Kto w tej sytuacji zastąpi Lewego w ataku? Xavi nie ma wielkiego wyboru, ponieważ w Polak jest bezkonkurencyjny pod względem zdobytych bramek (13). Drugi w kolejności jest Ousmane Dembélé z czterema trafieniami, towarzyszący Lewemu na skrzydle w wyjściowym składzie. Wicemistrz świata będzie jednak ostatnim powracającym z Kataru zawodnikiem – do Barcelony ma wrócić dopiero 26 grudnia, na pięć dni przed derbami z Espanyolem. Jest zresztą potrzebny po prawej, gdzie sprawdza się najlepiej.
Według hiszpańskiego Sportu w grze zostało trzech zawodników i na liście nie ma Brazylijczyka Raphinhii, który zaliczył najwyżej umiarkowany występ w Katarze. Trudno się zresztą dziwić, Raphinha nie zagrał pełnego meczu w barwach Blaugrany od września, gdy wspierał Lewandowskiego z prawej i otworzył wynik z Sevillą.
Możliwymi opcjami są zatem Ansu Fati, Ferran Torres i Memphis Depay. Z tej trójki Fati wrócił do klubu jako pierwszy, trzy dni przed wskazanym terminem. Zamiast w poniedziałek, wznowił więc treningi w piątek. To właśnie on jako ostatni zastępował polskiego snajpera na szpicy, w listopadowym meczu z Viktorią Pilzno. 20-latek zaliczył w tym spotkaniu asystę. Ostatnią bramkę strzelił w sparingu z Jordanią, a na mundialu w Katarze rozegrał łącznie 46 minut. Nic więc dziwnego, że zdecydował się na wcześniejszy powrót, by przekonać trenera do siebie podczas przygotowań do drugiej części sezonu.
Znacznie lepiej podczas mistrzostw świata pokazał się Ferran Torres, któremu Luis Enrique pozwolił pograć dłużej. Do Hiszpanii wraca z dwiema bramkami z meczu z Kostaryką, ale jednak – jak cała drużyna – na tarczy, więc bez chwały. Torres ostatnio najczęściej występował jako wsparcie Lewandowskiego na lewym skrzydle.

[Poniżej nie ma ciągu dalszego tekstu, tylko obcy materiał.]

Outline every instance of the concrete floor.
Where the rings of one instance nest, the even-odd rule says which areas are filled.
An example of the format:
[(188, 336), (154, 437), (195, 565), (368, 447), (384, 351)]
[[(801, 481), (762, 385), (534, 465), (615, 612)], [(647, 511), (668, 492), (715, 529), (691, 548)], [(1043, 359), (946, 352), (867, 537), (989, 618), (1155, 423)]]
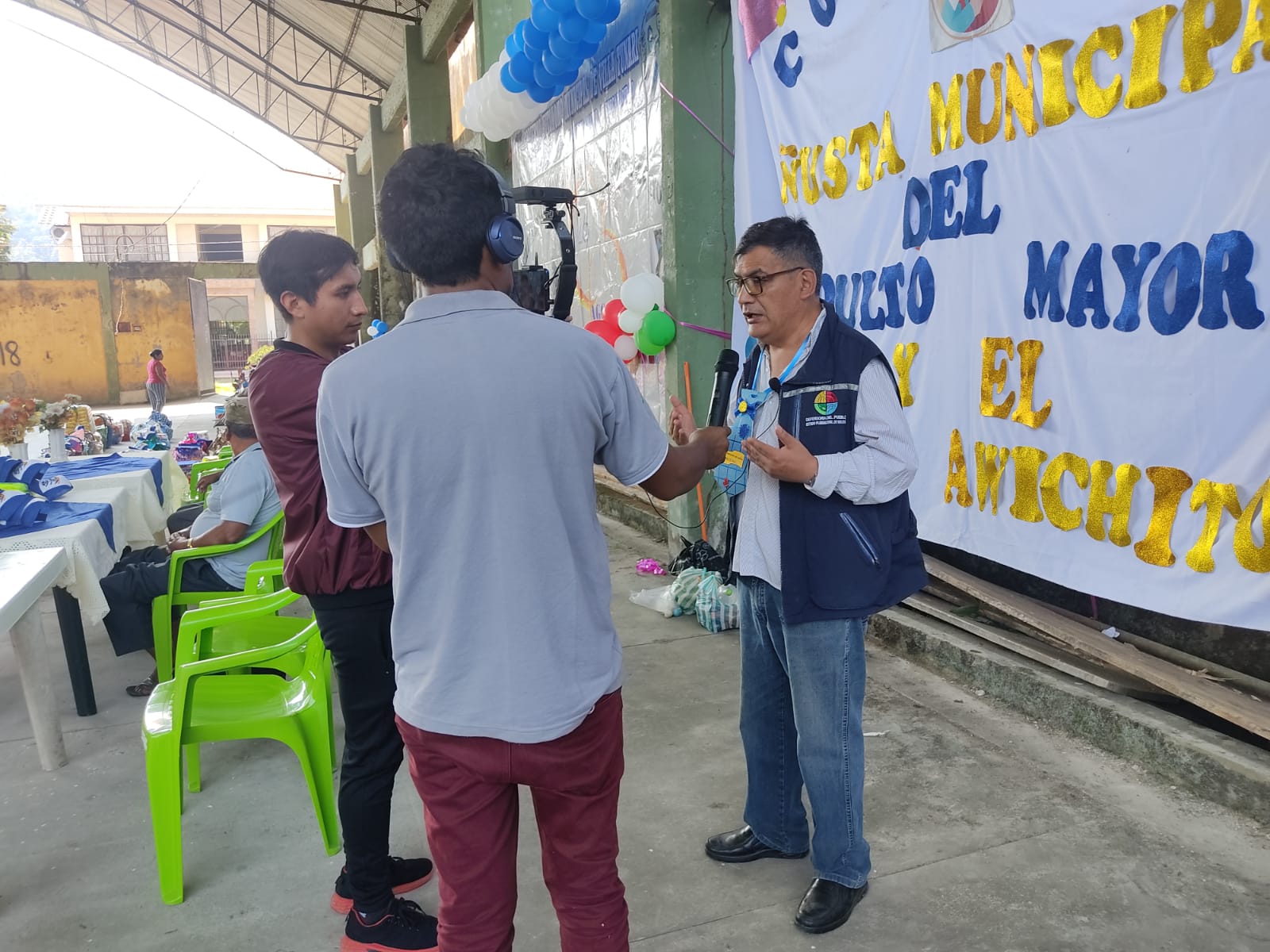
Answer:
[[(843, 929), (791, 924), (806, 861), (712, 863), (706, 835), (739, 823), (737, 636), (626, 600), (655, 547), (606, 524), (613, 612), (626, 645), (627, 772), (621, 867), (646, 952), (1270, 952), (1270, 831), (1146, 781), (1064, 736), (870, 649), (866, 829), (872, 890)], [(187, 800), (185, 902), (159, 900), (138, 720), (123, 685), (150, 668), (89, 650), (100, 713), (75, 716), (53, 618), (70, 764), (39, 770), (13, 656), (0, 644), (0, 948), (335, 949), (328, 858), (300, 770), (269, 743), (204, 748)], [(3, 640), (0, 640), (3, 642)], [(392, 847), (425, 850), (403, 769)], [(521, 848), (518, 952), (559, 948), (532, 809)], [(436, 908), (436, 886), (414, 895)]]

Trzeci wybór, czyli Holender Depay, ma najwięcej do pokazania podczas treningów. Po kontuzji wrócił do gry dopiero miesiąc temu, a w Katarze nie spełnił pokładanych w nim nadziei. Zdobył co prawda bramkę otwierającą mecz z USA, a spośród przedstawionej trójki zagrał najwięcej (300 minut), ale wciąż nie ma na koncie pełnego meczu. Ostatni raz rozegrał całe 90 minut w barwach Barcelony jeszcze w maju. Nic zatem dziwnego, że Xavi nie podjął na razie decyzji w sprawie zastępstwa za Lewego.